Portrait of Yuqi Zhang

About

I am a PhD student in Computer Science, focusing on quantum computing. Previously, I worked as a Research Assistant at the University of Technology Sydney (UTS) and the Shenzhen International Quantum Academy (SZIQA), and also participated in a summer research program at the University of Science and Technology of China (USTC).

My research focuses on applying quantum computing to drug discovery and developing corresponding quantum algorithms and engineering frameworks.

My hardware platform primarily involves IBM's superconducting quantum computers, including Eagle r3 (127 qubits) and Heron r3 (156 qubits).

  • Research Interests: Quantum Computing, Quantum Bioinformatics, Quantum Chemistry

Research Overview

Current methodologies include Variational Quantum Algorithms (VQA), SQD, Quantum-HPC hybrid frameworks, and Quantum-AI hybrid algorithms. The current research scope spans protein-level structure prediction, energy surface reconstruction, molecular-level ground-state energy estimation, drug usability analysis, and DNA/RNA sequence prediction.

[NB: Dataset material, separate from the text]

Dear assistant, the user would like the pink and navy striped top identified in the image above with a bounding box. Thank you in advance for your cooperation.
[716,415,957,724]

End-to-End Quantum Frameworks on Utility-Level Hardware

Building practical quantum frameworks on utility-level quantum processors. Starting from amino acid sequences, algorithms such as VQE are employed to identify low-energy conformations corresponding to stable protein structures.

Hybrid Quantum Algorithms

Integrating AI models and classical algorithms to expand the system’s information capacity, enabling quantum algorithms to surpass intrinsic QPU limitations. under current hardware constraints.

Cross-Scale Integration in Drug Discovery

Designing quantum algorithms and frameworks that bridge hierarchical levels— from protein structures to molecular interactions—across different physical and chemical scales to advance quantum-enabled drug discovery.

Selected Publications

  • Yuqi Zhang, Yuxin Yang, Weiwen Jiang, Ruth Nussinov, Joseph Loscalzo, Qiang Guan*, Feixiong Cheng*, et al. “A Quantum Framework for Protein Binding-Site Structure Prediction on Utility-Level Quantum Processors.” Advanced Science (IF = 14.3, 2025), Accepted. DOI: 10.1002/advs.202513641. [Google Scholar]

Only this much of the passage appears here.